Cantonnés au séjour et aux toilettes
Le gouvernement a profité de l’examen à l’Assemblée nationale pour préciser cette notion. Un logement sera considéré évolutif s’il remplit deux caractéristiques.
Primo : une personne en situation de handicap devra pouvoir y accéder et se rendre dans le séjour ainsi qu’aux toilettes. Une sacré « régression ». Un appartement accessible doit en effet, selon les textes en vigueur, être conçu de telle sorte qu’une personne en fauteuil puisse, en plus du séjour et des toilettes, accéder à la cuisine, à une chambre au moins et à la salle de bains.
Un siphon compatible avec une douche
Deuxio : la mise en accessibilité est « réalisable ultérieurement par des travaux simples ». Exemple : abattre la cloison entre les toilettes et la salle de bain. Un décret et un arrêté vont préciser les règles de construction que seront tenus de suivre les promoteurs pour que ces travaux soient effectivement simples. Il est d’ores et déjà acquis que le siphon devra être implanté de telle manière qu’une baignoire puisse être transformé en douche à fond plat.
Une mesure pour faire baisser les prix
Pourquoi le gouvernement veut-il réduire à 10 % le quota de logements accessibles ? Officiellement pour permettre à chacun de faire évoluer son logement en fonction des moments de sa vie.

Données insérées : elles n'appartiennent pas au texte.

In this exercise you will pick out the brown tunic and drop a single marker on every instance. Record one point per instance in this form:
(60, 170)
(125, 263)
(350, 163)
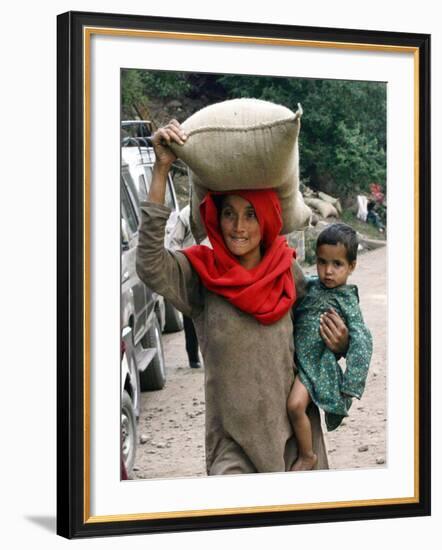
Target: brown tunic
(248, 366)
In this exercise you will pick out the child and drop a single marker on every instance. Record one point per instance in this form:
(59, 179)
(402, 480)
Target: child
(320, 378)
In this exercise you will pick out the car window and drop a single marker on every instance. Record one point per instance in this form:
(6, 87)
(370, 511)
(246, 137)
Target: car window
(168, 199)
(143, 189)
(128, 211)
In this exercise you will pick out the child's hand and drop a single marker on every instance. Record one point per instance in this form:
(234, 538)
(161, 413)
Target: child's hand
(334, 332)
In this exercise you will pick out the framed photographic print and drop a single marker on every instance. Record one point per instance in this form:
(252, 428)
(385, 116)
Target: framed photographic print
(155, 435)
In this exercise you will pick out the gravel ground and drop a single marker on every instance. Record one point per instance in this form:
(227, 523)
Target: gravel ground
(171, 425)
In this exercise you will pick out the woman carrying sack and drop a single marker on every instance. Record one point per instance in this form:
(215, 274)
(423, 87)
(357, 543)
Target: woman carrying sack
(239, 294)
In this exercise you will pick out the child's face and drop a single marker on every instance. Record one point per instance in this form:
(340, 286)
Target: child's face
(332, 265)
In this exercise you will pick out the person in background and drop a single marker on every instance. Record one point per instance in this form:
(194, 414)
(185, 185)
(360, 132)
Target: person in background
(181, 237)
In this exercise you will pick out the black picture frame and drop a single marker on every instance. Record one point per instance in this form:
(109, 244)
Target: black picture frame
(73, 520)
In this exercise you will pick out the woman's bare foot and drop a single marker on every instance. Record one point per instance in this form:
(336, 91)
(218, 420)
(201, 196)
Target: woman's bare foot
(305, 463)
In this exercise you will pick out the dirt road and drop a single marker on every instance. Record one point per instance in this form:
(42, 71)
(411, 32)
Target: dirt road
(171, 426)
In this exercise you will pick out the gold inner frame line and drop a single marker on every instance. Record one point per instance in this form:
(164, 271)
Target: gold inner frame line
(87, 34)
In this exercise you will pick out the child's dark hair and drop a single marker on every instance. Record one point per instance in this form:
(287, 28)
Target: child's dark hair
(340, 233)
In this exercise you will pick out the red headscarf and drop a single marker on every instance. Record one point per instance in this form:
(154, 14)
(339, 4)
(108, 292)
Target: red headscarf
(267, 291)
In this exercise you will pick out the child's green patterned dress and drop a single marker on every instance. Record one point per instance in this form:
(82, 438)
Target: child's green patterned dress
(317, 365)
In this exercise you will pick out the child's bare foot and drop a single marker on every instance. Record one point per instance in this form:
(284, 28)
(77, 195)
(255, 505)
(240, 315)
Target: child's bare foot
(306, 462)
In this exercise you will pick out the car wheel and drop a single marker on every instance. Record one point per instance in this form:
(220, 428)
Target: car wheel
(128, 432)
(154, 376)
(174, 319)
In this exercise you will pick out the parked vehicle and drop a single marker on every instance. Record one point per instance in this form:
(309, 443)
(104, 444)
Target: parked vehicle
(142, 310)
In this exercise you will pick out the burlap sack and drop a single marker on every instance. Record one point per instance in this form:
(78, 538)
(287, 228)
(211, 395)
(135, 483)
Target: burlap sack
(244, 144)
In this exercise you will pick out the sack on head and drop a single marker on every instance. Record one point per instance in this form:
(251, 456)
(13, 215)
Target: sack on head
(244, 144)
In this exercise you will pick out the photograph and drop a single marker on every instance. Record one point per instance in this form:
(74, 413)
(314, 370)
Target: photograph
(240, 216)
(184, 405)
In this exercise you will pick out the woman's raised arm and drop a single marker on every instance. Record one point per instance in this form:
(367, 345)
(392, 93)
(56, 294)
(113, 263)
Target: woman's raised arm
(164, 158)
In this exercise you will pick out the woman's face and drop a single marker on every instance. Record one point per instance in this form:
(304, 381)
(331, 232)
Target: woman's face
(240, 230)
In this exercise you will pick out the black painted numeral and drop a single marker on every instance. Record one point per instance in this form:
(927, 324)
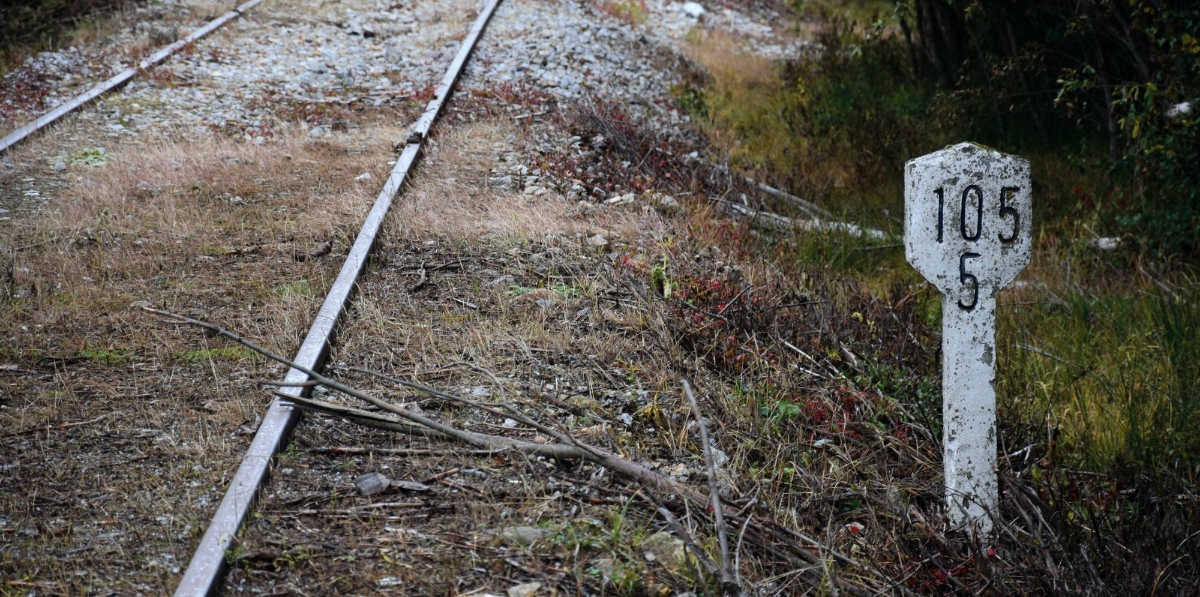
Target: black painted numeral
(1008, 210)
(964, 277)
(963, 213)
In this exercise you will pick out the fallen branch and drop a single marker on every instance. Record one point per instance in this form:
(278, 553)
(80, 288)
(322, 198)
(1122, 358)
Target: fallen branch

Par exemple : agrandir facilement la salle de bains quand un nouvel enfant arrive. Mais sans doute gage-t-il aussi que cette mesure fera baisser les coûts. « Si les chambres des logements font 10 m² contre 13 m² quand elles respectent les normes personnes à mobilité réduite, et si le séjour est un peu plus petit, on gagnera vite 5 m²,pointe Fabien Lainé, un député Modem soutenant le projet de loi. À 3 000 ou 4 000 euros du mètre carré, c’est un vrai bénéfice pour celui qui accède à la propriété. »
L’Anah priée de financer
Mais qui paiera ces travaux ? Dans les logements sociaux, la facture sera à la charge des bailleurs, assure le gouvernement. Et dans le parc privé ? « On ne peut pas imposer au propriétaire ni en droit ni en opportunité de réaliser ces travaux, a reconnu Julien Denormandie, le secrétaire d’État à la cohésion des territoires, devant les députés. (…) Il y aurait un gros risque que le propriétaire évince toute personne présentant un risque de mobilité réduite. » Pour lui, c’est le rôle de l’Agence nationale de l’habitat (Anah) de les financer.
Une offre dix fois plus réduite
Trouver un logement dans les nouveaux immeubles d’habitation va devenir plus compliqué pour les prétendants en fauteuil roulant. L’offre accessible sera dix fois plus réduite. Avant d’emménager dans un appartement évolutif, il faudra en outre convaincre le propriétaire d’accepter de réaliser des travaux. Et, dans le privé, trouver les financements pour les mener à bien. Mais non, ce n’est pas une régression, assure Sophie Cluzel…
Les associations vent debout
L’article 18 du projet de loi Élan fait l’unanimité contre lui. Le Conseil national consultatif des personnes handicapées (CNCPH) a demandé, en mars, au gouvernement «d’abandonner toute notion de quota de logements accessibles ». Idem pour le Comité d’entente des associations représentatives.
« Nous continuons à demander au gouvernement de retirer cet article, source de discrimination indirecte, plaide Nicolas Mérille, le conseiller national accessibilité d’APF France handicap. Il n’est pas trop tard. Le débat parlementaire n’est pas terminé. » Le texte doit désormais passer devant le Sénat.